Blewitt initially signed with the Bears after a tryout in February and, along with Fry, emerged from rookie minicamp’s eight-kicker tryout with a roster spot. The Bears traded for Pineiro shortly after rookie minicamp. None of those three kickers has ever kicked in a regular season NFL game. 

Special teams coordinator Chris Tabor described Blewitt as having a “big leg,” though the Bears are able to quantify just how big that leg is. The team has used tracking devices to collect data on ball speed and trajectory, as well as charting makes and misses and evaluating each player’s mental approach, to paint a full picture of their kicking competition. 

“A guy could make a field goal and the ball goes through sideways and it doesn’t look like an NFL kick,” Tabor said. “And everyone says boy, he made it — but that’s what I call an ugly make. And when you’re doing that in practice it’s probably going to translate into ugly misses in the game. So when you look at ball speed, how fast does he get the ball up and those type of things, those are important factors that are realistic at their position.”

During Tuesday’s veteran minicamp practice, though, Matt Nagy called for each of the team’s three kickers to attempt a 42-yard field goal with “Augusta silence,” and all three missed. 
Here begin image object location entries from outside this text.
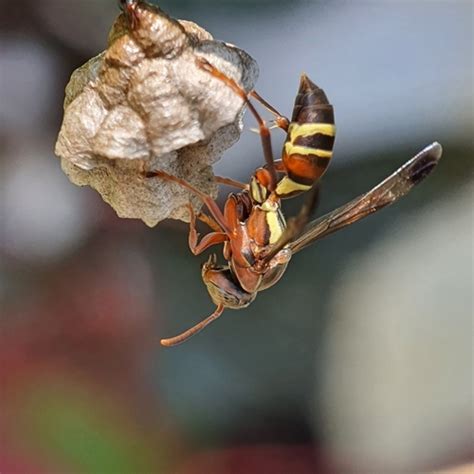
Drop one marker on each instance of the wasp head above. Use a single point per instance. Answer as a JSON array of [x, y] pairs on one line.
[[223, 287], [129, 7]]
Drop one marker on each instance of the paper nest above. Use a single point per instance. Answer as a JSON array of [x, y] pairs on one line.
[[144, 104]]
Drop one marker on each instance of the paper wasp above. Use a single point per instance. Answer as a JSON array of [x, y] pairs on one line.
[[258, 243]]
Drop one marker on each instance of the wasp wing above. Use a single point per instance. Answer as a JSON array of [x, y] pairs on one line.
[[388, 191]]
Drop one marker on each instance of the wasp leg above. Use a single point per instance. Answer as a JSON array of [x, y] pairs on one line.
[[207, 241], [295, 225], [262, 126], [280, 120], [231, 182], [174, 341], [205, 198]]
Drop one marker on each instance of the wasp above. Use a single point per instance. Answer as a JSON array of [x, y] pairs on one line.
[[129, 8], [257, 241]]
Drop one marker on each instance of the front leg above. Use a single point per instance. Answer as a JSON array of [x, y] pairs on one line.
[[207, 241]]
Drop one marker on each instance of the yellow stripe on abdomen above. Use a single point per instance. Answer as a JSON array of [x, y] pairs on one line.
[[307, 129], [291, 149], [287, 187]]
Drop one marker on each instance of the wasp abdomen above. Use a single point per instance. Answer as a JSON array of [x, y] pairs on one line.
[[310, 140]]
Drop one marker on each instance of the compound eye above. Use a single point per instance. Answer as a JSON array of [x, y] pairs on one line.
[[124, 4]]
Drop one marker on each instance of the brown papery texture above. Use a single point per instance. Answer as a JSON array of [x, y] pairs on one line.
[[144, 104]]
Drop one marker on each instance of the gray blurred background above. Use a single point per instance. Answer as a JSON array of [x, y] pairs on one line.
[[359, 360]]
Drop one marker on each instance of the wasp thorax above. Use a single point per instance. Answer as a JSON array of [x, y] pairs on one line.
[[259, 185], [222, 286]]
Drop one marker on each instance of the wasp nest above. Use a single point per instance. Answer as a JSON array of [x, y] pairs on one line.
[[145, 104]]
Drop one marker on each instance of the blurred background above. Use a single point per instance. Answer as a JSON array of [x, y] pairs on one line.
[[359, 360]]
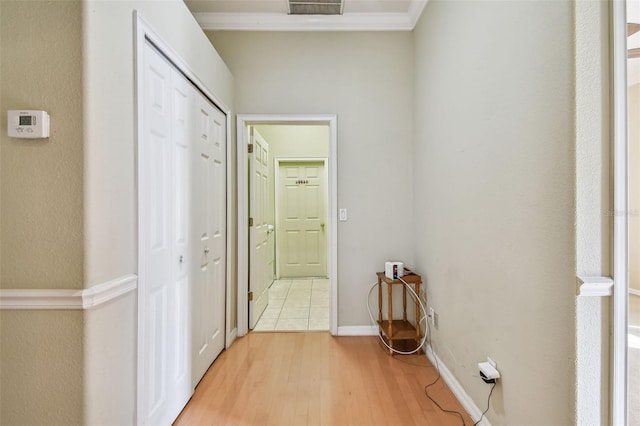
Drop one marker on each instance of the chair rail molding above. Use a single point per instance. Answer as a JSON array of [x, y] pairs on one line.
[[594, 286], [67, 299]]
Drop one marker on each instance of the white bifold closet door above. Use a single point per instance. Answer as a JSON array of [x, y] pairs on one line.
[[182, 203]]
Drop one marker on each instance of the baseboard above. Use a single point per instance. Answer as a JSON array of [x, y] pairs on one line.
[[456, 388], [233, 334], [44, 299], [358, 330]]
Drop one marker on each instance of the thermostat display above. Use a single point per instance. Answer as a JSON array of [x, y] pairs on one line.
[[28, 124]]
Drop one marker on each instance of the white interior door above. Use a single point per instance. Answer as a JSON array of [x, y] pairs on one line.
[[301, 200], [210, 208], [259, 256], [164, 150]]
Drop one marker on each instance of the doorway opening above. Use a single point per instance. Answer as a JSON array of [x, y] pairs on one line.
[[287, 193]]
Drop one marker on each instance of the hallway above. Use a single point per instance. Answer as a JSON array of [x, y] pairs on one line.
[[316, 379], [296, 305]]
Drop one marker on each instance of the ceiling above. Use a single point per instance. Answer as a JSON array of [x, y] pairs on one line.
[[272, 15]]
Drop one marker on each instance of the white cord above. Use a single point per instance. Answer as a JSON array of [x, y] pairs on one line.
[[422, 308]]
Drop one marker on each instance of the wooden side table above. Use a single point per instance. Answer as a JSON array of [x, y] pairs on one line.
[[400, 333]]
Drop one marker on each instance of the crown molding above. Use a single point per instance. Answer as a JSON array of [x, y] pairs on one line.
[[42, 299], [282, 22]]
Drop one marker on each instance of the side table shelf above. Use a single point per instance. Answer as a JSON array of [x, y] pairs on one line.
[[399, 334]]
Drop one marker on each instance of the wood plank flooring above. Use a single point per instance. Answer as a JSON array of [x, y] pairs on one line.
[[316, 379]]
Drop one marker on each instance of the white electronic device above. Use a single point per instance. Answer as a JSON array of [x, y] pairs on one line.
[[394, 270], [488, 371], [28, 124]]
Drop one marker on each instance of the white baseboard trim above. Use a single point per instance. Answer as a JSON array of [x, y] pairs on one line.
[[44, 299], [358, 330], [467, 403], [233, 335]]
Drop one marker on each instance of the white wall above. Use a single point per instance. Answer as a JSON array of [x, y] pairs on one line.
[[73, 215], [634, 185], [494, 199], [593, 205], [366, 79], [110, 184]]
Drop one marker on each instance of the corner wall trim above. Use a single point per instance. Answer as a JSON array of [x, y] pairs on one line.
[[457, 389], [64, 299], [594, 286], [358, 330]]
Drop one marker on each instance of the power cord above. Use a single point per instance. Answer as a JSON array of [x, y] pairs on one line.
[[426, 339], [488, 402], [422, 308], [426, 388]]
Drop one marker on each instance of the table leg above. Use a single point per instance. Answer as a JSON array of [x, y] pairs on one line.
[[418, 313], [390, 319]]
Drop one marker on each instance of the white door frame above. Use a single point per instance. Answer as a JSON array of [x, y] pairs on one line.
[[619, 392], [243, 121], [276, 172], [143, 31]]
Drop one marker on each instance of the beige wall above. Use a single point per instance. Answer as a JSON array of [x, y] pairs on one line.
[[41, 188], [366, 79], [42, 242], [494, 229], [72, 221]]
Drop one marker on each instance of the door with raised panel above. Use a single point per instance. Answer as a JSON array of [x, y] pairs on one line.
[[209, 208], [301, 201], [260, 277], [165, 277]]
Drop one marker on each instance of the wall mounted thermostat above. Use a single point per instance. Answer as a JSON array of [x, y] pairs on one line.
[[28, 124]]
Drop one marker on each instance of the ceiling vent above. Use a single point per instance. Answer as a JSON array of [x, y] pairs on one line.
[[315, 7]]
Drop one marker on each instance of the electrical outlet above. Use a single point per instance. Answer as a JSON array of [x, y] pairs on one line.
[[492, 362]]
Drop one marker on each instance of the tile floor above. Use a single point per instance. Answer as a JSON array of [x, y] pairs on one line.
[[296, 305]]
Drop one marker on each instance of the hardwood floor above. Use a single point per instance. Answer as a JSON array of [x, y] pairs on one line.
[[316, 379]]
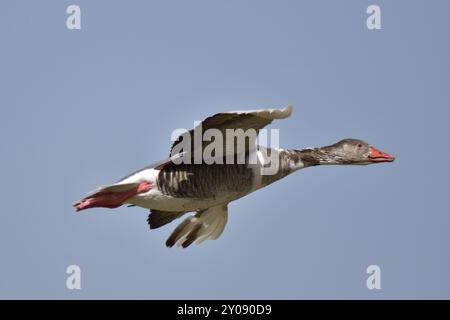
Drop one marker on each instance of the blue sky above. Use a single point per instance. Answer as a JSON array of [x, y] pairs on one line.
[[85, 107]]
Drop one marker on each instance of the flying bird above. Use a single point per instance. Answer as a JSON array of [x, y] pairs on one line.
[[171, 189]]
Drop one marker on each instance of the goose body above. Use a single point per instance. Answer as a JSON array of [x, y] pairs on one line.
[[170, 189]]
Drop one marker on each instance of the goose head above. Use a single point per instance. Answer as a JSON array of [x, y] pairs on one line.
[[354, 151]]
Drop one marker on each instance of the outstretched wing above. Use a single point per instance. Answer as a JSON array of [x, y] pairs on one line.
[[204, 225], [245, 120]]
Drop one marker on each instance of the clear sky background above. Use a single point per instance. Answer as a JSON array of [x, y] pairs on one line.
[[83, 108]]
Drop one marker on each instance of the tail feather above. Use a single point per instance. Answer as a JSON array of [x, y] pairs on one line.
[[204, 225]]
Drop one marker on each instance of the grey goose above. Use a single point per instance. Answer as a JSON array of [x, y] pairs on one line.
[[171, 189]]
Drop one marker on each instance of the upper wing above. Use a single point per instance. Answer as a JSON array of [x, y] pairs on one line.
[[245, 120], [204, 225]]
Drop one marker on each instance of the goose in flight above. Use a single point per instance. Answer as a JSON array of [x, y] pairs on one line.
[[172, 188]]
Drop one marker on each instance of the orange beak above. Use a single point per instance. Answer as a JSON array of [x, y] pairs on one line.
[[380, 156]]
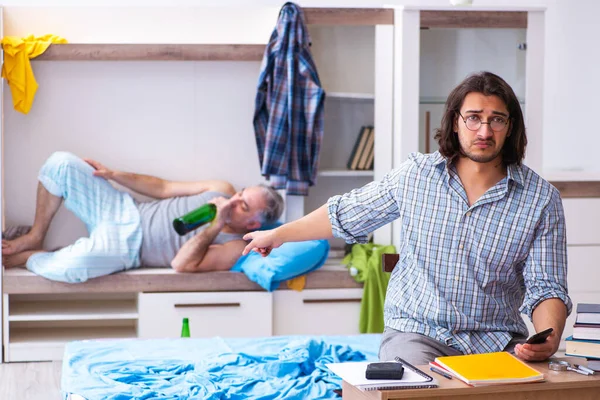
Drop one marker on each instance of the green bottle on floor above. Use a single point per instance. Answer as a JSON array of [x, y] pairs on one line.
[[185, 328]]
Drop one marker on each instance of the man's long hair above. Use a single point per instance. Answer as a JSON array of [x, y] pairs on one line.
[[487, 84]]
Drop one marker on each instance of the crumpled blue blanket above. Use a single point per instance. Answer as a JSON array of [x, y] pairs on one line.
[[280, 367]]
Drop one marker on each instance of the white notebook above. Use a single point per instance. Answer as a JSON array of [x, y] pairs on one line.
[[354, 374]]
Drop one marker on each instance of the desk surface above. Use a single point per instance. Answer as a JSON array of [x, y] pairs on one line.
[[21, 281], [557, 386]]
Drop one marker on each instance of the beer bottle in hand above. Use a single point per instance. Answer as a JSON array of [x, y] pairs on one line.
[[195, 218]]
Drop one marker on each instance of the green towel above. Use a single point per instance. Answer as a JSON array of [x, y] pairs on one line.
[[366, 258]]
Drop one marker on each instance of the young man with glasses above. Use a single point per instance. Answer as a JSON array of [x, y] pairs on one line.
[[482, 237]]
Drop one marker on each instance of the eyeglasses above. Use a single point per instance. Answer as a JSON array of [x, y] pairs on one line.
[[473, 122]]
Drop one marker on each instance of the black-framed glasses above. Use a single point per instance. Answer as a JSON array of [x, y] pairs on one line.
[[473, 122]]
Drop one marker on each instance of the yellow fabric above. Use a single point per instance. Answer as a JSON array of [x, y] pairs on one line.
[[298, 283], [17, 68], [489, 368]]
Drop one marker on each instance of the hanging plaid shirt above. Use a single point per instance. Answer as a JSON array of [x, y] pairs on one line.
[[465, 273], [288, 117]]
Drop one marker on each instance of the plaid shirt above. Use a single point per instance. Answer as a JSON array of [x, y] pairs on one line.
[[288, 116], [465, 273]]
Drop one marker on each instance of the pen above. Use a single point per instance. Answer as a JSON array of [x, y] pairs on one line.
[[439, 371], [584, 369]]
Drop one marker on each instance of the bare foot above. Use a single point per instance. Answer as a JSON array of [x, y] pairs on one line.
[[22, 243], [16, 260]]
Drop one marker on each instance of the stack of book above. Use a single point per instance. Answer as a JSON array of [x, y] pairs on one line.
[[585, 341], [363, 152]]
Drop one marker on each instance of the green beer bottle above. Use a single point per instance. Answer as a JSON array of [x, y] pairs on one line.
[[195, 218], [185, 328]]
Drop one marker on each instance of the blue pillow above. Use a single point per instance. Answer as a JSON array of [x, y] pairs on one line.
[[285, 262]]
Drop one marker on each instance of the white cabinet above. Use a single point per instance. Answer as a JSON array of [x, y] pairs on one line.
[[450, 55], [316, 312], [226, 314], [37, 327], [353, 63]]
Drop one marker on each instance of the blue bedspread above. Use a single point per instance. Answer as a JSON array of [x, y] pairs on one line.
[[280, 367]]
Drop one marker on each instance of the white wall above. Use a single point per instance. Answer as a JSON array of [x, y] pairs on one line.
[[572, 84], [571, 54]]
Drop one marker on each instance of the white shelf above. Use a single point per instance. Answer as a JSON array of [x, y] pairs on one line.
[[72, 311], [40, 337], [48, 344], [346, 172], [571, 175], [348, 95]]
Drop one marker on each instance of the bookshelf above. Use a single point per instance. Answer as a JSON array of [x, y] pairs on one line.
[[345, 173], [353, 96], [352, 77]]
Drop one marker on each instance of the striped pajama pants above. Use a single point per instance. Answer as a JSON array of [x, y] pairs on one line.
[[111, 217]]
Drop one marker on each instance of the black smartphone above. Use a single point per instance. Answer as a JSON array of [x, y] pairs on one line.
[[539, 337], [384, 370]]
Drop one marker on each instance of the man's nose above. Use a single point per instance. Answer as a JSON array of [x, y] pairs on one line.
[[485, 131]]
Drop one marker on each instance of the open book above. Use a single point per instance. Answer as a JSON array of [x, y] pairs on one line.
[[488, 369], [354, 374]]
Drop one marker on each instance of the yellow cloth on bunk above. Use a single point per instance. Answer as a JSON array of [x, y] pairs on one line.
[[17, 67], [298, 283]]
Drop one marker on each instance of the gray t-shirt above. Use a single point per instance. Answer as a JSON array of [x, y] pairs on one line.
[[160, 242]]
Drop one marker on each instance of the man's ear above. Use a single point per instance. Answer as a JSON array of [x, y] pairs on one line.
[[252, 226]]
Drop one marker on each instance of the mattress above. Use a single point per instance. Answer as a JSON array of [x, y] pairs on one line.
[[278, 367]]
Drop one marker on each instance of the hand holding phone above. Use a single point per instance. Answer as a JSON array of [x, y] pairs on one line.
[[540, 337]]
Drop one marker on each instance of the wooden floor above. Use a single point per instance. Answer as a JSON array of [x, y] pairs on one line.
[[30, 381]]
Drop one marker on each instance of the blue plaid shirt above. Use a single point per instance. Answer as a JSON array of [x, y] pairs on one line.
[[288, 116], [465, 273]]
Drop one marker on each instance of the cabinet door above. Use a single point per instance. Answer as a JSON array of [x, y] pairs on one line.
[[316, 312], [226, 314]]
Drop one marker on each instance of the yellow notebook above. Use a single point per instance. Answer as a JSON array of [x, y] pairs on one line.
[[489, 369]]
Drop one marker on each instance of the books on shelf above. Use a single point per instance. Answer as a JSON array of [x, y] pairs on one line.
[[355, 374], [586, 331], [585, 341], [582, 348], [594, 364], [363, 152], [489, 369], [588, 313]]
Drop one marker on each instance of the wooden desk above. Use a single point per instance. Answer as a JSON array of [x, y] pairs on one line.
[[558, 386]]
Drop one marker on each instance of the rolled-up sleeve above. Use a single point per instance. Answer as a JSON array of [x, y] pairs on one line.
[[545, 270], [361, 211]]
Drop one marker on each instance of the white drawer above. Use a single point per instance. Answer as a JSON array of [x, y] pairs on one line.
[[582, 217], [316, 312], [584, 268], [226, 314]]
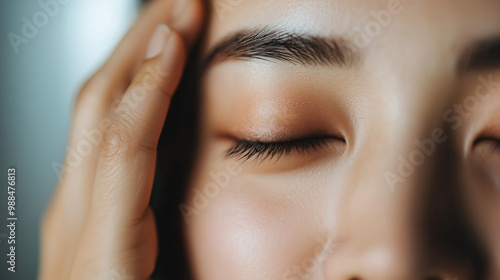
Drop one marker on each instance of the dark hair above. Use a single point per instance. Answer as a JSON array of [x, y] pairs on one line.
[[176, 155]]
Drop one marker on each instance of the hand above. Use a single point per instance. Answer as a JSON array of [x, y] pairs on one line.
[[99, 224]]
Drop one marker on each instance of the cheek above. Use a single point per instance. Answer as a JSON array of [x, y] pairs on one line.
[[253, 230]]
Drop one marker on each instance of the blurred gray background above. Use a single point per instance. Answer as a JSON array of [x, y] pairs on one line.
[[38, 83]]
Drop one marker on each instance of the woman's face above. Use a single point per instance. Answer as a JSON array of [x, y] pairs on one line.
[[348, 140]]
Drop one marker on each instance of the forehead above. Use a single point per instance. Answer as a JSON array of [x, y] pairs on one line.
[[449, 23]]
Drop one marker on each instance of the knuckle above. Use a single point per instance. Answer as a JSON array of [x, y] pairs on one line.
[[116, 140]]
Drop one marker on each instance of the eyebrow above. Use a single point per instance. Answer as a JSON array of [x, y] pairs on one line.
[[270, 44], [482, 55]]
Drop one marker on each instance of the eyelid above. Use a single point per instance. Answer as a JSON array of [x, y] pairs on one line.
[[246, 149]]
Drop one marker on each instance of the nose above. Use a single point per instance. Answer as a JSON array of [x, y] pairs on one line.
[[413, 232]]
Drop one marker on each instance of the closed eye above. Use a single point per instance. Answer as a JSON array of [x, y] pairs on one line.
[[245, 149]]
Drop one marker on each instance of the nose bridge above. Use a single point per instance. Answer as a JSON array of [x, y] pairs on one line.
[[404, 213]]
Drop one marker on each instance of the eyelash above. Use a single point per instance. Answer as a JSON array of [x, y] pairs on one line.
[[245, 150]]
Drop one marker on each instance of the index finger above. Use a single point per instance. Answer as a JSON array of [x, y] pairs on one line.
[[185, 16]]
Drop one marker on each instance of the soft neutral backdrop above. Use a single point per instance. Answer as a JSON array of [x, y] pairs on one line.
[[37, 88]]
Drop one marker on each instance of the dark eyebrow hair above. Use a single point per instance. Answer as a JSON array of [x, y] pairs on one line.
[[481, 55], [276, 44]]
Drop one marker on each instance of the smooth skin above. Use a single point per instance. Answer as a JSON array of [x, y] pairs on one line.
[[99, 224], [326, 214]]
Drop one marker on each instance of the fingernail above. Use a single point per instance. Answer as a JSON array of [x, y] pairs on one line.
[[158, 41]]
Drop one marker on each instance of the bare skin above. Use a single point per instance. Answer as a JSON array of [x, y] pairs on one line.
[[99, 224], [402, 185]]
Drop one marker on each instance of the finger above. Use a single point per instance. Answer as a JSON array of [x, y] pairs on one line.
[[120, 220], [185, 16], [128, 154]]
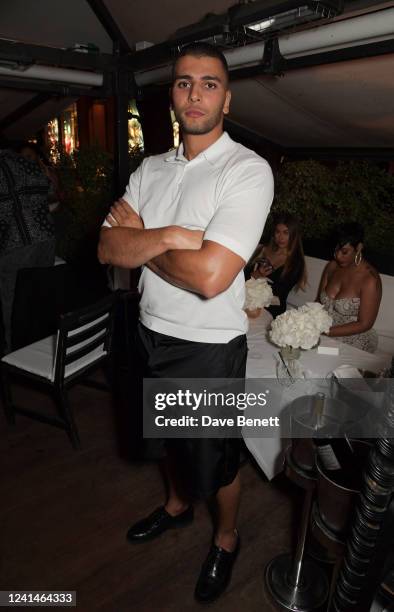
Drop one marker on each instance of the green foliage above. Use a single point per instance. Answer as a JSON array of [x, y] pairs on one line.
[[322, 196], [86, 184]]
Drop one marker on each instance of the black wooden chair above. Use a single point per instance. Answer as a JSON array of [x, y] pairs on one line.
[[57, 362]]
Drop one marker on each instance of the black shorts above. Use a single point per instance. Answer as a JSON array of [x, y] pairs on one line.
[[207, 464]]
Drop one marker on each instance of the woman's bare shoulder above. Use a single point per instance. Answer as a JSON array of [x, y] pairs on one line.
[[331, 266]]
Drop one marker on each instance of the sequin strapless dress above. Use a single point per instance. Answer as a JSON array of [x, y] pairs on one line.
[[345, 310]]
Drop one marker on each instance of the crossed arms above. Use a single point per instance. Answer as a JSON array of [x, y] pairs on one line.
[[177, 255]]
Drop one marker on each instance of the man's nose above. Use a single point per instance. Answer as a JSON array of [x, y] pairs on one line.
[[195, 94]]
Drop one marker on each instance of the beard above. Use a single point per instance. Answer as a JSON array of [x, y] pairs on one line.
[[199, 127]]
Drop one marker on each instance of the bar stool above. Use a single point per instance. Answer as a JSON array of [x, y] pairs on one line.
[[294, 582]]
“For today, we can't have that,” Nagy said. “We are going to figure this thing out but 0-for-3 today, no good."

As things stand with two days of veteran minicamp left, the Bears will head into their summer break with two kickers on their roster. That could change for the start of training camp, though Nagy has previously indicated some discomfort with carrying more than two kickers on the roster, let alone to Bourbonnais. 

So Fry and Pineiro will battle in front of throngs of fans at Olivet Nazarene University still scarred from Cody Parkey’s miss, and still hoping Robbie Gould could wind up getting his way and returning to Chicago. That’ll provide a pressure-packed environment for both even before Nagy throws each a few curveballs (which may or may not involve the media). 

There’s a chance one could be cut during camp and another kicker could be brought in. And there’s similarly a chance the Bears could declare a “winner” by granting a roster spot on cut-down day, and then release that “winner” a day later in favor of a player added via the waiver wire. 

"We have to just keep trusting our evaluation of these three kickers,” Nagy said Tuesday, prior to the team cutting Blewitt. “It's not just one person, it's all of us together. We talk it through and we figure it out and we do everything we possibly can to make sure that in the end when we get to the very end, we have the right guy there."